Not for Britain or any of the European Crowns.

As your post mentioned about the essence of ww1. Too many of the minority of Irish who take any interest are all too readily convinced by pro unionists and bias journalists like myers or bias and selectively simplistic politicians like mary ann o'brien and a few others.
They want the world to believe in their own rewriting of the Irish in WW1 and WW2. Myers and others would have all Irish of WW1 aand before and after as serving King and Britain, if not devout loyalists.

Unfortunately for the bias, History does no come better than first hand reference!
Kettles, who (unlike armchair colonel myers or any other current bias British unionist) were involved in the war.
It terms of understanding this bit of Irish History and the general motivations of Irish volunteers, Kettles' word is more important.

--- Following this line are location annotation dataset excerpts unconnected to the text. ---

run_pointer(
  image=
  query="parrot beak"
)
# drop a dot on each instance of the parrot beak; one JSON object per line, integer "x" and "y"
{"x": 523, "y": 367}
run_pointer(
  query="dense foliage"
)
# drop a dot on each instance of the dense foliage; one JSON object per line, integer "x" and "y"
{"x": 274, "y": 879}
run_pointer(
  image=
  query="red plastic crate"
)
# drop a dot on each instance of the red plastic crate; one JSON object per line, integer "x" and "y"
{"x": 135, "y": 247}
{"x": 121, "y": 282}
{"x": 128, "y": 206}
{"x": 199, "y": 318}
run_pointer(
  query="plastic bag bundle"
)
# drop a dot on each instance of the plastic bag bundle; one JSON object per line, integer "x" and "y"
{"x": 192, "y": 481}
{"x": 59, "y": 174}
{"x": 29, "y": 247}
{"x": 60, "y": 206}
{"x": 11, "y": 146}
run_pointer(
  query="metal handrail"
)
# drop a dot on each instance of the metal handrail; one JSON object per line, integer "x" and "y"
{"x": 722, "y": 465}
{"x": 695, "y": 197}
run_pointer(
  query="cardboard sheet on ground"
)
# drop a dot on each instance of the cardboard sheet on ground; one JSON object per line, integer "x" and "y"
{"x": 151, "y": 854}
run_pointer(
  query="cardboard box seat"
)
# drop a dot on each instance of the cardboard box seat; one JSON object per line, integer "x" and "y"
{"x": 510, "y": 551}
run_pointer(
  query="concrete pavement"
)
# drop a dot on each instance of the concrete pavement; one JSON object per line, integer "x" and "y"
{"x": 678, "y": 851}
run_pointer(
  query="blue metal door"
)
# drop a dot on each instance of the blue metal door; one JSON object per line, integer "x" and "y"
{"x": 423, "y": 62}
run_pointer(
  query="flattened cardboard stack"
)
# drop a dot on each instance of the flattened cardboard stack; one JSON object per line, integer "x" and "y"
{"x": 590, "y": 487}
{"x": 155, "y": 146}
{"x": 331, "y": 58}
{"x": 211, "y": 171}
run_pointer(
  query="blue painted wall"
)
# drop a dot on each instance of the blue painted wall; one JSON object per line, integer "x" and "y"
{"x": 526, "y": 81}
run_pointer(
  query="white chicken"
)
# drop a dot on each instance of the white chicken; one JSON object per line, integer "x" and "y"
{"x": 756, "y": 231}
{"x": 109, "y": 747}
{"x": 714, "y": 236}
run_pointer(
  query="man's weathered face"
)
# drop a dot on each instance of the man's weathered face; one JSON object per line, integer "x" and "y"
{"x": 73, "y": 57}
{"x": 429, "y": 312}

Because of Kettle and others, there is no credible rewriting of the Irish volunteer reasons to go to war, because Kettle was one of the main recruiters for Irish call to arms for World War One. Tom Kettle was the main recruiter of Irish World war one volunteers, so when he says clearly.

Know that we fools, now with the foolish dead,
Died not for flag, nor King, nor Emperor,—
But for a dream, born in a herdsman's shed,
And for the secret Scripture of the poor.


We can take it (and as you state, the essence) as the real history.
They fought as Irishmen for Ireland and not for Britain or any British so called royal, the reality of all such are = descendants of or personally active in organised crimes.